I occasionally wonder what it would feel like to read a mass media article and more or less think “right on!” Now that I have encountered such an article, should I enjoy it, reconsider what makes me agree, considering the source, or reconsider my assumption that Time and similar are emotionalized diarrhea magazines rather than news magazines, just like TV?

Free software and social revolution

Sunday, December 10th, 2006

1992 Richard Stallman quote:

If we don’t want to live in a jungle, we must change our attitudes. We must start sending the message that a good citizen is one who cooperates when appropriate, not one who is successful at taking from others.

There’s much to debate concerning the speed, scope, and desirability of political and social change led by peer production. However, I find observations like the above rather satisfying and I believe deeply underappreciated. Peer production will not lead to absolute equality, but it does increase the scope for equality, freedom, autonomy, and decrease the need for violence or threats thereof.
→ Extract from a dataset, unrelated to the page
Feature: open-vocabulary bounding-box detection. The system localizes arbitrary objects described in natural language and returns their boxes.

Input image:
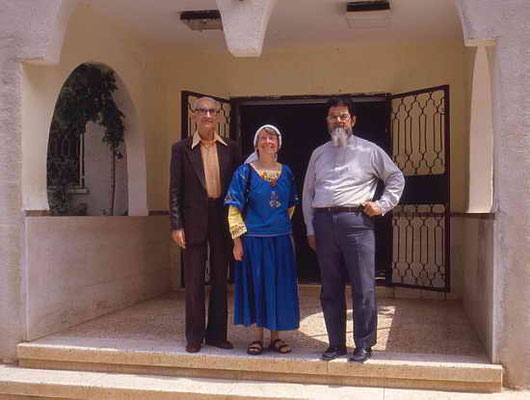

In other words, liberal ends achieved through liberal means, for a very broad range of meanings of “liberal.”

This I find more compelling than discussion of liberal/libertarian fusionism embedded deeply in the context of current U.S. jurisdiction politics. But perhaps my thought is too embedded in the free software context, and too cynical about power politics.

Stallman quote via Dan Connolly.

Most important software project

Sunday, December 10th, 2006

I don’t have a whole lot more to say about Semantic MediaWiki than I said over a year ago. The summary is to turn the universal encyclopedia into the universal database while simultaneously improving the quality of the encyclopedia.

Flip through Denny Vrandecic’s recent presentations on Semantic MediaWiki (a smaller pdf version not directly linked in that post). There’s some technical content, but flip past that and you should still get the idea and be very excited.

I predict that Semantic MediaWiki also will be the killer application for the Semantic Web that so many have been skeptical of.

Yaron Koren also says that Semantic MediaWiki is “the technology that will revolutionize the web” and has built DiscourseDB using the software. DiscourseDB catalogs political opinion pieces. Koren’s post on aggregating analysis using DiscouseDB. Unsurprisingly this analysis shows the political experts making bad calls.

Koren also has created Betocracy, another play money prediction market where users create claims. It looks like Betocracy is going for a blog-like interface, but I can’t say more as registration obtains a database error.

One prediction market and Semantic MediaWiki connection is that making data more accessible makes prediction markets more feasible. Obtaining data necessary to create and judge prediction market contracts is expensive.

On that note Swivel also looks interesting. Some have called it data porn. Speaking of porn, see Strange Maps.